Windows 10 version 21H1 is now available to more devices
Microsoft released the Windows 10 May 2021 Update, also known as version 21H1, last month. Starting today, it’s opening up the feature update to more users, but still to ‘seekers’.
Here’s how it works. When you hit check for updates, your PC will find Windows 10 version 21H1, and then you’ll see a message in Settings that will give you the option to install it. If you choose that option, you’re considered a seeker. These are the first people that Microsoft offers feature updates to.
Now, the Windows 10 May 2021 Update will be offered to more seekers, as noted in an update today. It’s still a phased rollout, and this is just the next phase. The phase after this will probably be offering it to all seekers, but the Redmond firm still isn’t going to install Windows 10 version 21H1 on your laptop automatically.
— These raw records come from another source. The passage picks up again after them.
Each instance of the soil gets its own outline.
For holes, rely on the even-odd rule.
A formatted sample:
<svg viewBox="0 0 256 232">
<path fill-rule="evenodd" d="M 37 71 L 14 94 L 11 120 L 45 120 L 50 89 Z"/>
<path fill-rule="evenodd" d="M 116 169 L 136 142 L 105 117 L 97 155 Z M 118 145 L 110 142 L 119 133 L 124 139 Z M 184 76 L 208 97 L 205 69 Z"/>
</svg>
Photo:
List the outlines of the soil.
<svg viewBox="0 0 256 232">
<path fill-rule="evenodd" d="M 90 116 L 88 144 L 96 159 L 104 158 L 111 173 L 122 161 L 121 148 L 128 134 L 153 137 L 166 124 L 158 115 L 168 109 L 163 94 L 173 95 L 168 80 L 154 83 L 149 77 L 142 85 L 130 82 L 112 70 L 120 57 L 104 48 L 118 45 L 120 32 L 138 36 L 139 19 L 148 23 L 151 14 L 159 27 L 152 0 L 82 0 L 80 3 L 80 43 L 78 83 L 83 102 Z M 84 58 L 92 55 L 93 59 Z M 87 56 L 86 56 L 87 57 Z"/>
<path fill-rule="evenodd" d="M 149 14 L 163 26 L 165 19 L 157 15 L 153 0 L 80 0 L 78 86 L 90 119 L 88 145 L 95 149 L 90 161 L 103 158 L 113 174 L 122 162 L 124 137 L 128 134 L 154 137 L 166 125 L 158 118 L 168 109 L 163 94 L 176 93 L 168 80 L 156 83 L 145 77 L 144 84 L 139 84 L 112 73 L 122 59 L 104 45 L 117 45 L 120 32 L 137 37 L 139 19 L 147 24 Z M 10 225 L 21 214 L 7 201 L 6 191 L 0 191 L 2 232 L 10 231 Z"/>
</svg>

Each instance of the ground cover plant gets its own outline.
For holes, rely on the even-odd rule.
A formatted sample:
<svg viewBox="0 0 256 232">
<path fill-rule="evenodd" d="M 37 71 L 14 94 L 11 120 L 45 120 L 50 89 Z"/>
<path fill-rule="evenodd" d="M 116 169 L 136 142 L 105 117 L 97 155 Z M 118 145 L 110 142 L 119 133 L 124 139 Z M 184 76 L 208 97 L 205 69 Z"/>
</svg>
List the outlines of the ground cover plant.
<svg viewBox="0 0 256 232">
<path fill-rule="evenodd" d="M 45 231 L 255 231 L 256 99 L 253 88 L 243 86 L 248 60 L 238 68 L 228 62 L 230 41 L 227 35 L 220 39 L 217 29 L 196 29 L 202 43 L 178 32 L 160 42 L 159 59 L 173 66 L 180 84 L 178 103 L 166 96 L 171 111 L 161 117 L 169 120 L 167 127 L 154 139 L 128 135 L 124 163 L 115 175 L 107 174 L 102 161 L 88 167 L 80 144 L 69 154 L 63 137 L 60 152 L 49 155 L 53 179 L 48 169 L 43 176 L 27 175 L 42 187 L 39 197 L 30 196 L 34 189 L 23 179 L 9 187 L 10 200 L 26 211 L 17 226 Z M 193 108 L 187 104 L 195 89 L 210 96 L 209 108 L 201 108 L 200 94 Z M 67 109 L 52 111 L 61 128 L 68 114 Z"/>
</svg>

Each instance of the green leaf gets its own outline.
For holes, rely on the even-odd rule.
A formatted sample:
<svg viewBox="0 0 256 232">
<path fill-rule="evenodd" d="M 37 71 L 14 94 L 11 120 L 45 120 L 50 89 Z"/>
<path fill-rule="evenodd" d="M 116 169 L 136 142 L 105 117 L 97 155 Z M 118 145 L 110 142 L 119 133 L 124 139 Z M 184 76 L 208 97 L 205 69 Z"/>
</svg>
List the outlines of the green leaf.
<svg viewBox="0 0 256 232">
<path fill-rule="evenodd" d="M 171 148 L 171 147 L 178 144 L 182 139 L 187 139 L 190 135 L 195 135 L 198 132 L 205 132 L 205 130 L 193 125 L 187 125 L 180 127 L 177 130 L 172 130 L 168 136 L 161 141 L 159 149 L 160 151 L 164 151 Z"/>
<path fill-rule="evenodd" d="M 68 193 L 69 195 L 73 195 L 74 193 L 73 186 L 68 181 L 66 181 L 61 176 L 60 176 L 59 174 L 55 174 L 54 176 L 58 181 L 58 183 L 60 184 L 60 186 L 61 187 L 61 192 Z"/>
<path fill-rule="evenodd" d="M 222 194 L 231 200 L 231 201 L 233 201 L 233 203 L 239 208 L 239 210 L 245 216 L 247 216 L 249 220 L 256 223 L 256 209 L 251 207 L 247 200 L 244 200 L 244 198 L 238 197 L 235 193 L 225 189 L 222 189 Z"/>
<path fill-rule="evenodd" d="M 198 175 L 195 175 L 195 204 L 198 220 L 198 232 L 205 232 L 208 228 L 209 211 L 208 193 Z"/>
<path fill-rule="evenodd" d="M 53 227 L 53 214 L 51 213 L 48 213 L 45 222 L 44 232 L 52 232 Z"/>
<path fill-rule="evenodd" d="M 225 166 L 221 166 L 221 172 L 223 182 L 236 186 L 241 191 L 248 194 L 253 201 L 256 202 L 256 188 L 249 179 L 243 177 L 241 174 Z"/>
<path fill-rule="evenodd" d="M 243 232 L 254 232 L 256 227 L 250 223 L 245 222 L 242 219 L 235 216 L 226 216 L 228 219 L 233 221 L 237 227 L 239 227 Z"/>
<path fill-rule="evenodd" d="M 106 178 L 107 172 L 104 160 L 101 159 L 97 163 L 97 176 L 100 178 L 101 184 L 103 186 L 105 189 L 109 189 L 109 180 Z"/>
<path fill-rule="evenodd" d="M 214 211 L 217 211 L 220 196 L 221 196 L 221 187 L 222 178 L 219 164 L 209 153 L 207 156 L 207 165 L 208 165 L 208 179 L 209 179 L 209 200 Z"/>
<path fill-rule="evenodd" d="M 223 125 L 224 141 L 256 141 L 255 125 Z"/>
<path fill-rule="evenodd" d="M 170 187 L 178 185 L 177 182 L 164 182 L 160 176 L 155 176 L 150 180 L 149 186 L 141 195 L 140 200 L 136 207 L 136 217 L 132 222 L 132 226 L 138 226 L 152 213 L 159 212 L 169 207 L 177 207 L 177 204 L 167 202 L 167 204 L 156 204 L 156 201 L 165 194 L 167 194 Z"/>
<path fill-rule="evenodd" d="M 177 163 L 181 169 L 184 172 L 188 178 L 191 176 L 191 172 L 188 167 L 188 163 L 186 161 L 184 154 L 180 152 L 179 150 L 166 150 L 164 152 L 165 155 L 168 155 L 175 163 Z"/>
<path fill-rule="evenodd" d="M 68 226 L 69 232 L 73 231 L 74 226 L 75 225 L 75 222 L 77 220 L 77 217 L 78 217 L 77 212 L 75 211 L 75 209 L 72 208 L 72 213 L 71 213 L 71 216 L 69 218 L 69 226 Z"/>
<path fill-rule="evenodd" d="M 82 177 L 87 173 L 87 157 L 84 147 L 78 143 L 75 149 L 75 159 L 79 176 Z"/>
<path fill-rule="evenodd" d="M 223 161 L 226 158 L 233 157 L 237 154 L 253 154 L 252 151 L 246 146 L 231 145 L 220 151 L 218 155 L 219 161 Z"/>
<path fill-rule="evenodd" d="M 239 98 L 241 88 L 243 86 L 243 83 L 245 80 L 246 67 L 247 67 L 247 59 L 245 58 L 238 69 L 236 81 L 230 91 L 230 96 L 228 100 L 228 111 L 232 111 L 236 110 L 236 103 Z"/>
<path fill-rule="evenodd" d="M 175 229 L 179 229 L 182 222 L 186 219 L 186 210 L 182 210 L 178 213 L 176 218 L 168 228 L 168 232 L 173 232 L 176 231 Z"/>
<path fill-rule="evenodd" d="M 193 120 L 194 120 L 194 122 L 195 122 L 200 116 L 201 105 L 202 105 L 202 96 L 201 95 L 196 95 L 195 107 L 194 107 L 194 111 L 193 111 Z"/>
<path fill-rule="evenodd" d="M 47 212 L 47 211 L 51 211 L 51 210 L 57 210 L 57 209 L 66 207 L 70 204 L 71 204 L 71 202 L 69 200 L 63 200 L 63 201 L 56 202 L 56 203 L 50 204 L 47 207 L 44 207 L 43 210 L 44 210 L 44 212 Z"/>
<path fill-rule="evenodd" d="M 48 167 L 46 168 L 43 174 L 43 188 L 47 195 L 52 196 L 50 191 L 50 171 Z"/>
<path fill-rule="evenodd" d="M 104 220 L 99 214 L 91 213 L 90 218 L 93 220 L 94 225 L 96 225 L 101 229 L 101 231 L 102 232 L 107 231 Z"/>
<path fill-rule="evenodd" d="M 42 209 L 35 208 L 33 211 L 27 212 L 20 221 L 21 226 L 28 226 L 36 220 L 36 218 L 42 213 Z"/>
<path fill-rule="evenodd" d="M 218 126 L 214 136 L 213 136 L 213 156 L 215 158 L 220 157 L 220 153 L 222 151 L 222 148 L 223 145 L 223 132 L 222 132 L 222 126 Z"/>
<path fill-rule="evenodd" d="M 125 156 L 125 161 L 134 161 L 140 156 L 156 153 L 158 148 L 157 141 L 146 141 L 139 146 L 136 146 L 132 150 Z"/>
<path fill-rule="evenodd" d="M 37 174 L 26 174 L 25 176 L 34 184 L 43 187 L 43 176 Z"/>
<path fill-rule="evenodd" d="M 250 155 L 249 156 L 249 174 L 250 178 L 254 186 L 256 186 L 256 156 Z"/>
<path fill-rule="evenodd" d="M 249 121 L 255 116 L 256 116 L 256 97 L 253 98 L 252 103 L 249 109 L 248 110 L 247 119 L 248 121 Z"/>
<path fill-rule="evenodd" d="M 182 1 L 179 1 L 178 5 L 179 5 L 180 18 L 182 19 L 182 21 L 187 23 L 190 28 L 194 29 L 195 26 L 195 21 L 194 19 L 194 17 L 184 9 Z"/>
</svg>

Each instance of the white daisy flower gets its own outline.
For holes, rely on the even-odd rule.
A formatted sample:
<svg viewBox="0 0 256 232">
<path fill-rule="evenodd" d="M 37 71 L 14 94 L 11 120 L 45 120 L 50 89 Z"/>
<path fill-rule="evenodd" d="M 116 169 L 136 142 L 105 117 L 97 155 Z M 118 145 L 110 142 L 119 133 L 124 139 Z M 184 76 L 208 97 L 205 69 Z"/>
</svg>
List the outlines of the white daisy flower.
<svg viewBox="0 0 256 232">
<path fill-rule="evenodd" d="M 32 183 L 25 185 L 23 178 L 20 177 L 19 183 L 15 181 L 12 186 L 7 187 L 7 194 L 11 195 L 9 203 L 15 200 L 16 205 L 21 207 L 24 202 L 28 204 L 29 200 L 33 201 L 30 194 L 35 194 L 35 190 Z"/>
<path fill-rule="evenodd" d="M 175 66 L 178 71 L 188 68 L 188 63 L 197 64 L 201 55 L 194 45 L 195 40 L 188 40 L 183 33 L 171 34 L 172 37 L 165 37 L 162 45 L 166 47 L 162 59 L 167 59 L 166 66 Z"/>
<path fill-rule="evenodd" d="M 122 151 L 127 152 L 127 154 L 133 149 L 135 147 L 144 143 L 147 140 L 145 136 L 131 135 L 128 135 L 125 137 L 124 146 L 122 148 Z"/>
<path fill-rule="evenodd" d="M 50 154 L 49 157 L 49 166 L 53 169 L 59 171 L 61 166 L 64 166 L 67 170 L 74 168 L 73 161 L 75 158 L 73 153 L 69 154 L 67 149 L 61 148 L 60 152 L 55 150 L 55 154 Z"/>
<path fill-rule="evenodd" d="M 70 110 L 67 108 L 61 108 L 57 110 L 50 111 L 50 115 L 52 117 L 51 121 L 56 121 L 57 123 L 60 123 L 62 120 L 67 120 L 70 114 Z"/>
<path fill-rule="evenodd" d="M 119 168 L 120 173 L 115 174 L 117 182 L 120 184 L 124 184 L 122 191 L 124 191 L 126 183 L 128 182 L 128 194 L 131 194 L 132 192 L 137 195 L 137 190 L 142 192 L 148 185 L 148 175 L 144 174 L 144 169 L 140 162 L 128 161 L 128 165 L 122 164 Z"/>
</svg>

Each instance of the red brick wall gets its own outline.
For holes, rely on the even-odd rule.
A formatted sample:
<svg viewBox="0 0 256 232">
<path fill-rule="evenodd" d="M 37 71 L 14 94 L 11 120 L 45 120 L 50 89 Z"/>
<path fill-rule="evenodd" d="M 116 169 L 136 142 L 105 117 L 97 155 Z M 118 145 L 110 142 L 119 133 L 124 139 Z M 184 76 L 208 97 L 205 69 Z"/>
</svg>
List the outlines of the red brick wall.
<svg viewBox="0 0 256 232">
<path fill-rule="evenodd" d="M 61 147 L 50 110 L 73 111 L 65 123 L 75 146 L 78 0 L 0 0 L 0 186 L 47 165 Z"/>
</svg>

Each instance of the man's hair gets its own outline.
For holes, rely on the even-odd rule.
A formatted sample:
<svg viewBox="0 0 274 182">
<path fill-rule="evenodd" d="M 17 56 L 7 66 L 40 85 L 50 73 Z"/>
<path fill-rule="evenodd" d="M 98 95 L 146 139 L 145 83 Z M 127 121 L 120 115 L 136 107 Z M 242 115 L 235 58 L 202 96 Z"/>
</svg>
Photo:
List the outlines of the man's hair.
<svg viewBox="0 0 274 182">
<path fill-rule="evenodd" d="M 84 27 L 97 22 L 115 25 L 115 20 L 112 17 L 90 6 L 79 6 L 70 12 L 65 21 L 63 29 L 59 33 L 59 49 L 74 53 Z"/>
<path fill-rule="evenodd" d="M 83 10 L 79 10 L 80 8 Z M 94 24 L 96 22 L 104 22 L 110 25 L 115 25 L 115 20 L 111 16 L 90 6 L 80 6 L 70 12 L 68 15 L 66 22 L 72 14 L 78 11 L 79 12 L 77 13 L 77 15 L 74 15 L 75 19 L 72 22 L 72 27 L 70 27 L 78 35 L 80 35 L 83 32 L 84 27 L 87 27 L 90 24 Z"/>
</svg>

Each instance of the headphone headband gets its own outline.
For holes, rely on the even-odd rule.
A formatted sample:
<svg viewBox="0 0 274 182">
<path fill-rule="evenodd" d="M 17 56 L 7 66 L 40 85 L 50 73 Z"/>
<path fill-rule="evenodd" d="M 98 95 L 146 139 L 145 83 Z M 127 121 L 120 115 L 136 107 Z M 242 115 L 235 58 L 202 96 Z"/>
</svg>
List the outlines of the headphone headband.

The only time feature updates get installed automatically anymore is if the version you’re running is nearing the end of support.
This is a boring update, and it’s supposed to be that way for a number of reasons. The excuse that Microsoft made was that it didn’t want to have a major update that could cause instability while so many people are working from home.
The actual reason was that the Redmond company was working on Windows 10X, and then later Windows 11. Windows 10X was supposed to be a new, modern, dual-screen operating system that would ship with the Surface Neo. It was later repurposed for single-screen devices, and then scrapped. It’s also the reason that both Windows 10 20H2 and 21H1 were minor updates like this, because that’s where development resources were going.
But now that Windows 10X isn’t happening, those resources are going toward Windows 11. We’re set to find out more about that later on this week, but if you still don’t have 21H1, you can try checking for updates again to get it.